I also share Dr. Simpson’s concern about empowerment of naysayers who may use the promulgation of the imperfections of sepsis science as a reason not to move forward with early action based detection protocols.
Relevant TNF-alpga, I have to agree that it likely has a fundamental role in some phenotypes of sepsis including the sepsis-like syndrome generated in Ebola patients.
So Dr. Simpson and I probably agree on most sepsis related issues.
To explain a little further, many years ago our research team applied for an NIH grant to define the dynamic relational patterns of all the lab and vitals over time in infected patients. The reviewers did not seem to comprehend why we wanted to do that since a standard for a single unified phenotype of sepsis was already widely accepted. Yet had they realized the need for these types of complete data sets, the entire time time series matrix of vitals, lab, biomarkers, and treatment for each case would have been acquired in PROcess , ARISE, and Promise. This would have occurred if the entire field of scientists had not convinced themselves they already knew that “sepsis/septic shock ” comprised a unified phenotype, “an entity” “a single condition” “a thing or object” definable by a few static thresholds.

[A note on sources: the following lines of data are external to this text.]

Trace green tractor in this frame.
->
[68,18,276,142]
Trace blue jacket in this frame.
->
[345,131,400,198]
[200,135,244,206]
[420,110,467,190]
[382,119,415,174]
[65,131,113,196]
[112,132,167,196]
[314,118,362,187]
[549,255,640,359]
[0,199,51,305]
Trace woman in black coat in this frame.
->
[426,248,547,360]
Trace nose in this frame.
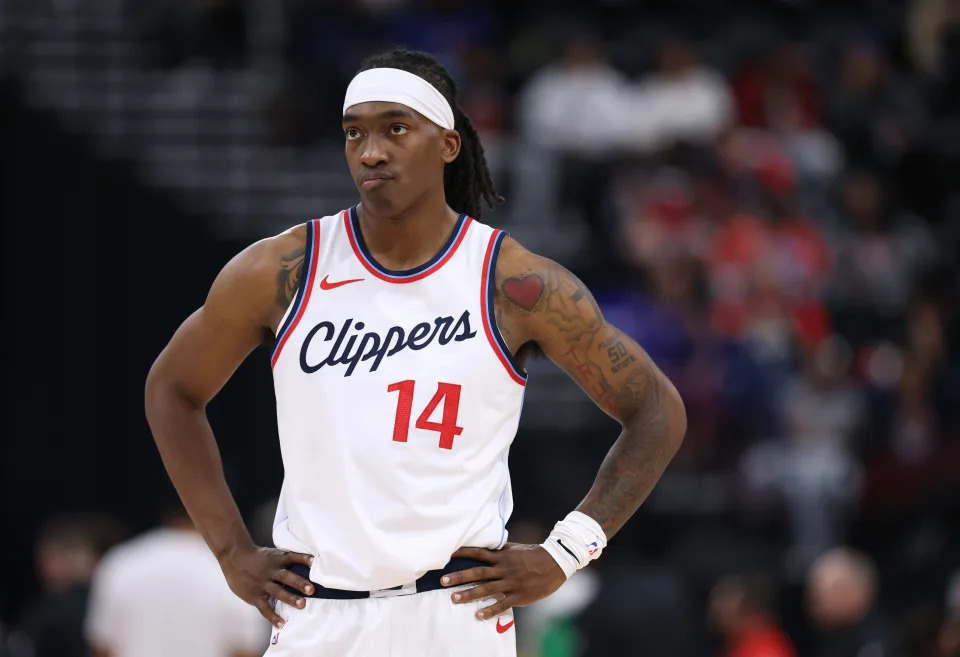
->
[360,134,387,168]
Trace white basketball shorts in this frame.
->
[264,585,517,657]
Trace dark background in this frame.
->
[0,0,960,655]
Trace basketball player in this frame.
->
[146,50,686,657]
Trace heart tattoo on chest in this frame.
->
[500,274,545,310]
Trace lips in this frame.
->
[357,171,393,189]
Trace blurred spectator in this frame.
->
[783,336,866,449]
[906,0,960,77]
[744,338,865,573]
[733,43,821,130]
[807,548,900,657]
[20,514,120,657]
[710,195,832,363]
[623,39,732,151]
[85,503,269,657]
[827,39,926,168]
[937,570,960,657]
[707,576,797,657]
[830,170,934,344]
[519,34,628,157]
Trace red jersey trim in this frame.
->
[270,219,320,367]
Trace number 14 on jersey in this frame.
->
[387,379,463,449]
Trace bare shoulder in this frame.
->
[206,224,307,329]
[495,237,604,342]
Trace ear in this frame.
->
[440,130,461,164]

So this is why we say the young should call for reform ASAP of sepsis science (not sepsis awareness) and at the upcoming SCCM. Imagine a mult-center trial where these complete time matrices are generated and we define the phenotypes. We can define the phenotypic subtypes and then examine treatments in relation to these.

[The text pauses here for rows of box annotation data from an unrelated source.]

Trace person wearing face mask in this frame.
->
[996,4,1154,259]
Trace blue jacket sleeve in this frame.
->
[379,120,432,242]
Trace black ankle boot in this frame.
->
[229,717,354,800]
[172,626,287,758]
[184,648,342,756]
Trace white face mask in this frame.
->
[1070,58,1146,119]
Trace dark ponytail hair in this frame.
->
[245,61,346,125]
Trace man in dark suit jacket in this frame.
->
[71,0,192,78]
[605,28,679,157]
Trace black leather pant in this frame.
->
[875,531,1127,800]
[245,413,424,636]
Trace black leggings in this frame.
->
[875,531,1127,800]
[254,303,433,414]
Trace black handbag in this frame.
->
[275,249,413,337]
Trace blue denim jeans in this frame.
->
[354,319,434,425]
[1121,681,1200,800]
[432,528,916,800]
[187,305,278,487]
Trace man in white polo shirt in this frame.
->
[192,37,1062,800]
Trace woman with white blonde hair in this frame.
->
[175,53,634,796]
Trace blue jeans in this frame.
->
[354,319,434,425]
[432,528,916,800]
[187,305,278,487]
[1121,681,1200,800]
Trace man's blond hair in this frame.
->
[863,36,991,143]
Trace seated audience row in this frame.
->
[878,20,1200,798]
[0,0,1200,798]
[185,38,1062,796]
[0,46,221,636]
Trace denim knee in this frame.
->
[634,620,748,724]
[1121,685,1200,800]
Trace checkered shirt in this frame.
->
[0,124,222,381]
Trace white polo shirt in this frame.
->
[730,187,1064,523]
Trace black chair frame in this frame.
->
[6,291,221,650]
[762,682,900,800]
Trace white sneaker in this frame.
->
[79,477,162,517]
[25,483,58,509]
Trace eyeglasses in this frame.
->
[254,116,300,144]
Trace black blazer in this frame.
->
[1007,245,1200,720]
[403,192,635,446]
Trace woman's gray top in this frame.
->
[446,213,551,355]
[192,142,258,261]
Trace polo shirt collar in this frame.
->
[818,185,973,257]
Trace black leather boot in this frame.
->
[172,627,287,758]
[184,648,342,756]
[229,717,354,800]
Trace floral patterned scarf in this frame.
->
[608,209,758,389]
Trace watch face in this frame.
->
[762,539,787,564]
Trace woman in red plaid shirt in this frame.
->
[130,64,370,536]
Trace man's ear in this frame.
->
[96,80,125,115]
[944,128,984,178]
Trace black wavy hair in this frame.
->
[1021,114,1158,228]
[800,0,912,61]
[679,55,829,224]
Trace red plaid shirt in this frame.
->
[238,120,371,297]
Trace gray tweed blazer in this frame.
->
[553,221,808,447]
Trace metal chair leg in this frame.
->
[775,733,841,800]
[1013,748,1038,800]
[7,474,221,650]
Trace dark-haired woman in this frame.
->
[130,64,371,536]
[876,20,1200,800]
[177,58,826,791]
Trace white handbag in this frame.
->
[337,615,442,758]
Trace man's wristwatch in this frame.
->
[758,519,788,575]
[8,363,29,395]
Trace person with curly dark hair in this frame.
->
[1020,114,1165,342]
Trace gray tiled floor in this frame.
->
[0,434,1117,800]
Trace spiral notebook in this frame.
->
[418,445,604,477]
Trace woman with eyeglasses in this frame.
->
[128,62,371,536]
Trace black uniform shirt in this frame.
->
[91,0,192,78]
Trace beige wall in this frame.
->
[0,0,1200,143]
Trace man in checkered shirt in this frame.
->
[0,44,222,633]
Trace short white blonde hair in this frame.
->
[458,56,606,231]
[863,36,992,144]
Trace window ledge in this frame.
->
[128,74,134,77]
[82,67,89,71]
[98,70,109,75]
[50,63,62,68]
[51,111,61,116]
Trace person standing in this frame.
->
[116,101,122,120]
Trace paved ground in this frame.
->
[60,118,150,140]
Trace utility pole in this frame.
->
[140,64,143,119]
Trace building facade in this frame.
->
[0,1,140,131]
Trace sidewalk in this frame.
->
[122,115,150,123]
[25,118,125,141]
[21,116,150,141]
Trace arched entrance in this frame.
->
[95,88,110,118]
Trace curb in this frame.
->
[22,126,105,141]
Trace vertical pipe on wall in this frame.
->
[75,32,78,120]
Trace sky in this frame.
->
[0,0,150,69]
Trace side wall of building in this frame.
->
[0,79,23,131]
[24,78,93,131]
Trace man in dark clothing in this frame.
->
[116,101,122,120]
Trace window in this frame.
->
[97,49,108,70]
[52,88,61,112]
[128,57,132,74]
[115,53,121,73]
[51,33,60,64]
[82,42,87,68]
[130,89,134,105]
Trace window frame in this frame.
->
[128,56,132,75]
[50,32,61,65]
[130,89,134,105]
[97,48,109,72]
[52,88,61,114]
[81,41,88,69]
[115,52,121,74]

One might think of sepsis syndrome as analogous to the syndrome of CHF where there is systolic failure, diastolic failure, hypertensive failure, and valvular failure defined phenotypes of CHF.
Perhaps we might have sepsis with capillary membrane failure phenotype and/or, vascular muscle failure phenotype, coagulation control failure , neutrophilic control failure, TNF-alpha mediated immune control failure.
These are simply general gross simplistic considerations, Discussion points.
However the final conclusion of my original post is that, beginning at this SCCM, we must stop trying to explain away the anomalies caused by the past sepsis dogma and accept that these anomalies ARE counter instances. We must accept that we cannot rely on research which uses billing codes as data or by using retrospective controls at the same time the denominator balloons as a function of awareness.
Then we can finally assure that we do not fool ourselves because the world depends only on us. There is no back up. We must accept that we need a new surge of sepsis research ASAP, and…..in a new direction.
This, along with the effort and dedication of Dr. Simpson team, the Sepsis Alliance, and the SSC (now gathering the entire time series matrix of all the diagnostic and treatment data and not just thresholds) will produce an exciting future. If this happens, it would be great to be a young sepsis scientist in 2015.
So yes Dr. Simpson and I actually agree. We are simply fighting the war on sepsis from different fronts.
Thanks again Steven and Lawrence for what I think was both a really informative AND formative discussion.